It’s an incredibly simple, but evocative image. It’s a yellow sunflower with green leaves and it’s the icon for Apple’s Photos App. The image might seem arbitrary, but it could be key to the Cupertino-based giant’s patent trial with Samsung.
During yesterday’s court session, Mac Iconographer Susan Kare was called in as an expert witness. As well as most of the icons on the original Mac, Kare was responsible for the designs on the original Solitaire that shipped with Windows.
Samsung’s lawyer has, of course, argued that most of similar icons can be explained by the fact that the symbols are more or less universal. We call this the “what the hell else were we supposed you use?” defence. The sunflower though is a little different.

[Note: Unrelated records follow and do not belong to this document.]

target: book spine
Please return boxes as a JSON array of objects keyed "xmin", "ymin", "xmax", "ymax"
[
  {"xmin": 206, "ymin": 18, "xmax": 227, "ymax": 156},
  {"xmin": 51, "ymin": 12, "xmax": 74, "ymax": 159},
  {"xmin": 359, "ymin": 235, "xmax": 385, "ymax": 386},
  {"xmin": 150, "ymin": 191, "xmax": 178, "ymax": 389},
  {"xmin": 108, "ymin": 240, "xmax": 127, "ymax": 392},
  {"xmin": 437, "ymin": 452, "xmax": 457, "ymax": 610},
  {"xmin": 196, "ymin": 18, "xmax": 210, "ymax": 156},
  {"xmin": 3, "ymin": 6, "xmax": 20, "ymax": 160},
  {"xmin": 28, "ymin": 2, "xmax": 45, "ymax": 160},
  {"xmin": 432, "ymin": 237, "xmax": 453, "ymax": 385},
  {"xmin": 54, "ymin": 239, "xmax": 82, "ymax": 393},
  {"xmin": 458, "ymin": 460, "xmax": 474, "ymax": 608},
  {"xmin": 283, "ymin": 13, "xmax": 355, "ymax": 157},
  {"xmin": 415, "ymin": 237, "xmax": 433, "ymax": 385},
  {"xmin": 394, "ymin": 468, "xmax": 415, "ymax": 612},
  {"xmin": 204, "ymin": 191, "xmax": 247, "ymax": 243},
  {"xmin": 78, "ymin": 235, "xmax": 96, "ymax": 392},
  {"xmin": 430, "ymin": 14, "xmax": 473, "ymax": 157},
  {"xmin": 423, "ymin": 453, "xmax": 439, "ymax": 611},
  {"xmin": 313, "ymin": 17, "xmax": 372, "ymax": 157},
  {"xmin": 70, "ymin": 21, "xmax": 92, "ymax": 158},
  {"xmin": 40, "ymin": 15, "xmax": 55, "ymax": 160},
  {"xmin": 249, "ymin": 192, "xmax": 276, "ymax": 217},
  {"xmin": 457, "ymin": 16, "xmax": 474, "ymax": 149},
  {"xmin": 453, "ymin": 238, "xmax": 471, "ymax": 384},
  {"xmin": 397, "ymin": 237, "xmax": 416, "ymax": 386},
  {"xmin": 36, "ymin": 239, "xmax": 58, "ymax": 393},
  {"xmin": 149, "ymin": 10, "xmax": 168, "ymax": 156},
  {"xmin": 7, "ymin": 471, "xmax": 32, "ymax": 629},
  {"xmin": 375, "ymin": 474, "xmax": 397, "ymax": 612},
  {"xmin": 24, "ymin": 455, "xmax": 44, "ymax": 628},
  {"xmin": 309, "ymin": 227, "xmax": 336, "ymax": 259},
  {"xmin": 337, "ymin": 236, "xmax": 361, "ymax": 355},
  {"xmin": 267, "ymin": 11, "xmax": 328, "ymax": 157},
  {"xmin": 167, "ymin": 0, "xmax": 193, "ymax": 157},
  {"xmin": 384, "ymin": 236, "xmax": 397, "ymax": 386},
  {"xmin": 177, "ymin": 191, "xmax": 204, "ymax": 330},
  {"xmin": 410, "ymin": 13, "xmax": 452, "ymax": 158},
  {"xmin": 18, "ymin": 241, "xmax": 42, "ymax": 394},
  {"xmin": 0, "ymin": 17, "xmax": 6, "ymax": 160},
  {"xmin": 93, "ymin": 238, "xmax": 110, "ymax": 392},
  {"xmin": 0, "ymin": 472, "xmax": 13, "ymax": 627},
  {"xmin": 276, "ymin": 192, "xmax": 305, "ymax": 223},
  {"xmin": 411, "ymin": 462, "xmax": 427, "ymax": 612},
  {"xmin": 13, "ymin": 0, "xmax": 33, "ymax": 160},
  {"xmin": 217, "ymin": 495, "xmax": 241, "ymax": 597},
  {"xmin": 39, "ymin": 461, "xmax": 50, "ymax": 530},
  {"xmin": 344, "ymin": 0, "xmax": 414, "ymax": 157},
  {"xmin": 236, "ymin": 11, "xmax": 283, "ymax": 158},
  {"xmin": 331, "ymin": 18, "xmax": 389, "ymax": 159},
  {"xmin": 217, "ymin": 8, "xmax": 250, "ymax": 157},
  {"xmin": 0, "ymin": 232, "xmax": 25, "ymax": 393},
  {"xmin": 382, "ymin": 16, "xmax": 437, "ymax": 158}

In order to understand why, it’s worth looking at Kare’s explanation of why Apple chose the sunflower:
This image appears to be a realistic illustration or photograph of a single sunflower matted against a blue sky background as a symbol for the Photos application (used for viewing photos on the device). The flower evokes a photograph but is an apparently arbitrary choice for a category often represented by iconic vacation scenes (e.g., beaches, dogs, or mountain landscapes). It symbolizes photos, but it does not suggest a literal representation of a printed photo or typical digital photo aspect ratio. It seems to be a generic photograph — without a reference to any particular camera or photographic end product. The sunflower is a non-controversial subject that is not specific, such as a photo of a particular, identifiable person or place, and the blue sky both provides contrast against black and is a general symbol of optimism. It also echoes the sunny day image on the Weather icon. The icon is the subject of U.S. Trademark Reg. No.
So when it came time for Samsung to develop its galley button, it could have chosen anything (on my own Galaxy Note, the image has been replaced with one portraying a green landscape). Instead, it chose a yellow sunflower, with green leaves.
Yes, there are differences between the two sunflowers. The shot Samsung has of its one a close up, rather than the stem and whole flower head Apple used. But still, why choose a sunflower?
Apple will be hoping the jury sees that the similarities between a number of functions on Samsung’s devices go beyond universal symbolism. A 132 page internal memo comparing the Samsung Galaxy SI to the iPhone probably has the Cupertino-based giant nosing ahead though.